As for tank specifics, lets consider this a prototypical 3wpg PC tank who's size makes the wpg scale appropriate.


----------



## pineapple (May 4, 2004)

Plants in general are odd things in that they adapt to their environment. One extreme example is the Eucalyptus tree which is an evergreen in Australia. Eucalyptus has been planted all over the world and when eventually it was planted in Russia, with its ice cold winters, the eucalyptus became deciduous.

Presumably, aquatic plants are also able to adapt to regular periods of light as well and continue to photosynthesize as long as all the chemicals needed for that reaction were present. The concept of a plant getting 'tired' and needing a 'sleep' after a hard day in the light is somewhat hard to prove. But I would not sneer at the concept. Something akin to it probably exists.

Providing enough light for plant growth, but not too much must be the aim. Hopefully viewing periods fit in with the biological schedule.

Rotala walichii and Rotala rotundifolia both exhibit nictinasty (close leaves during low or no light period) slightly after the lights come on (6:00am) and before the lights go off (5:45pm).

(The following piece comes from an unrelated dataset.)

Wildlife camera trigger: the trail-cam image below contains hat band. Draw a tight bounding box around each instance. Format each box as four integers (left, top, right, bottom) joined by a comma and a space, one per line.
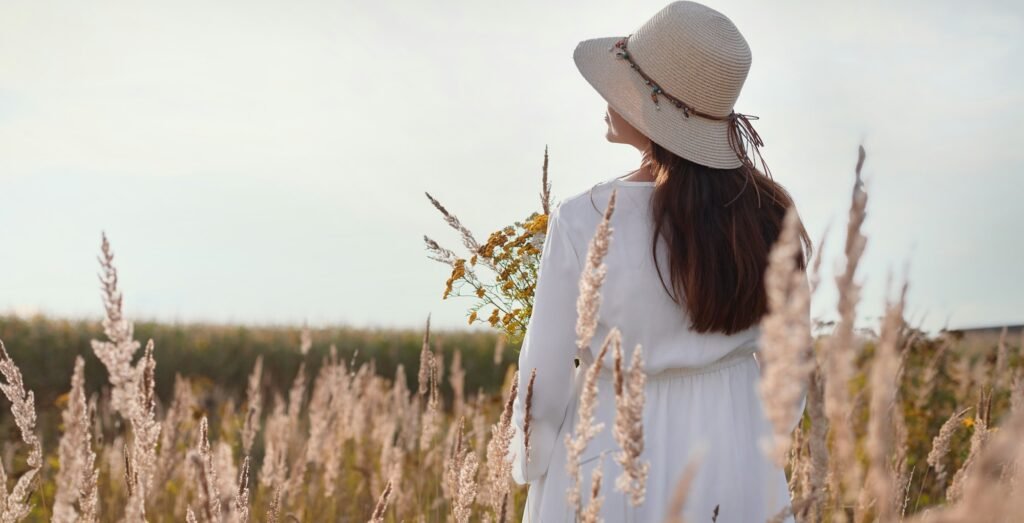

Experiment only would determine the optimum period for plant growth (or to facilitate less pruning or aims such as less algae) in a certain environment, with selected plants etc. What might be suitable for a Rotala sp. forest, might not work so well with a Ludwigia sp. flower bed.

Most aquatic gardener's lighting is expressly for viewing because they cannot afford dual lighting systems with high and low light on separate timers (not to mention that is a new idea here in America for many of uss).

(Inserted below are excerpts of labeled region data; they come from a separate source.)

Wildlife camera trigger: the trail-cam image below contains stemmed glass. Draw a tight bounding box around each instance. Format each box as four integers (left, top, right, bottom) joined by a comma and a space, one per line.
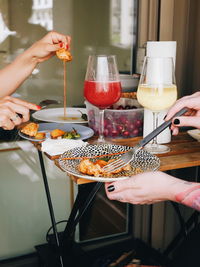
84, 55, 121, 143
137, 57, 177, 154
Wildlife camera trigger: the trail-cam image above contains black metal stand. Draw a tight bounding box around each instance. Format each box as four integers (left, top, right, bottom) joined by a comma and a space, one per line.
38, 150, 103, 267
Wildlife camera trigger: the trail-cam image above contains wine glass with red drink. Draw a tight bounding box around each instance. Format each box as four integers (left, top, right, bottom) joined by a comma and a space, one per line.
84, 55, 121, 143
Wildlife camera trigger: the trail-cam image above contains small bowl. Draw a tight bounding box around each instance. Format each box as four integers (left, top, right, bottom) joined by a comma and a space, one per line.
85, 98, 144, 138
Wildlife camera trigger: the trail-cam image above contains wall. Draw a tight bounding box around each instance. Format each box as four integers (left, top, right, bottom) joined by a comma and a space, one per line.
0, 141, 71, 259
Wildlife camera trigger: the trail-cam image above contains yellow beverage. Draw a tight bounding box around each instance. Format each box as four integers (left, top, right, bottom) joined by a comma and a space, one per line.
137, 84, 177, 111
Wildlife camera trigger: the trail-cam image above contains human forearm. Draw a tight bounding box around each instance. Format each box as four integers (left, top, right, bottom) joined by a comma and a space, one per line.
174, 182, 200, 211
0, 32, 71, 98
0, 50, 37, 98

A good topic. I can follow your line of thinking lately.

Andrew Cribb


----------



## Gomer (Feb 2, 2004)

> A good topic. I can follow your line of thinking lately.

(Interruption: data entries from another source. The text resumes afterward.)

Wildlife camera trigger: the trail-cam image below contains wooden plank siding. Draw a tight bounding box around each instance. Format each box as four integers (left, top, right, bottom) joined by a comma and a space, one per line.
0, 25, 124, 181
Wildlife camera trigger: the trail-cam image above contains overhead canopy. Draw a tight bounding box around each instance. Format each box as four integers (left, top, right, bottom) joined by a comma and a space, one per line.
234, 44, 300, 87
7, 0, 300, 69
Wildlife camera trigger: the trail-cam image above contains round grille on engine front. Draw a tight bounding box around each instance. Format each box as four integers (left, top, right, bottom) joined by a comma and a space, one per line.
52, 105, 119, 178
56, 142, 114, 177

Are you saying that I am normally an incoherant babbler? :mrgreen:

Any perspective from any of you plant scientists?

[/quote]


----------



## HeyPK (Jan 23, 2004)

The fact that some plants start to close up about an hour before the lights turn off should NOT be interpreted as evidence that they have stopped photosynthesizing or that they will only photosynthesize for a period that is one hour shorter than the photoperiod they are getting. 

Lets say we have some plants on a 12 hour photoperiod. They start closing up after 11 hours. If you reduce the photoperiod to 11 hours, you will find that they will start closing up after 10 hours. If you increase the photoperiod to 16 hours, you will find that they will start closing at 15 hours.


----------



## anonapersona (Mar 11, 2004)

HeyPK said:


> Lets say we have some plants on a 12 hour photoperiod. They start closing up after 11 hours. If you reduce the photoperiod to 11 hours, you will find that they will start closing up after 10 hours. If you increase the photoperiod to 16 hours, you will find that they will start closing at 15 hours.


Is this just a theory or are you saying you have done this and seen that this was the effect?


----------



## JLudwig (Feb 16, 2004)

Related topic....

Can you push some plants too hard? I have some dwarf Lobelia, Blyxa japonica, and H. polysperma var 'Tropical Sunset' that seem stunted, they also seem to do better growing in another plant's shade, I think I may be 'cooking' them. I need to work out some lighting changes but I do want to try an Amano style light period to see if it fixes this problem/

Jeff


----------



## HeyPK (Jan 23, 2004)

> Is this just a theory or are you saying you have done this and seen that this was the effect?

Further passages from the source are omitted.